Bennet’s campaign suffered from what could be called a failure to launch. “Tonight’s results are not what we wanted,” Bennet said at his own watch party, surrounded by his wife and three daughters. “We came up short. And while that is disappointing — and I’d be lying if I said I wasn’t — I do not regret for a second the campaign that we ran or the cause that we fought for.”
The policy differences between the two were minimal. Both wanted to increase housing supply. Both wanted to reduce regulatory burdens for builders. Both wanted to expand healthcare access and change the state’s decades-old revenue and spending limit. The differentiator was style, and it was Trump.
Weiser, the first major Democratic candidate to jump into the race at the start of 2025, had the early advantage. He had a year to define Bennet before Bennet could define himself. By the time the senator fully woke up, Weiser had already built a coalition that included the grassroots activists who had been ignored by the establishment.
Now, the focus shifts to the Republican primary. State Sen. Barb Kirkmeyer had a slight lead over nonprofit ministry leader Victor Marx, both carrying a large margin over state Rep. Scott Bottoms, as of 11:15 p.m.
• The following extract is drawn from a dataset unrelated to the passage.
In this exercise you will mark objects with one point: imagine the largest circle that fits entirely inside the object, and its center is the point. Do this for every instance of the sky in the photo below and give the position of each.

The winner of that race will face Weiser in November.
It’s a familiar script for Western Slope folks who have watched Colorado turn blue. The general election is a formality. The real drama is in the primary, where the establishment gets checked by the energized base.
Weiser’s win sends a clear message to Denver’s political elite: money and name ID aren’t enough if you don’t respect the voters. The attorney general knocked on doors. He posted on social media. He nudged friends. He did the hard work.
And as the lights dim in the Denver convention center and the supporters begin to file out into the cool June night, the message is clear. The future of Colorado’s governor’s office isn’t being decided by out-of-state billionaires or establishment pundits. It’s being decided by people who showed up.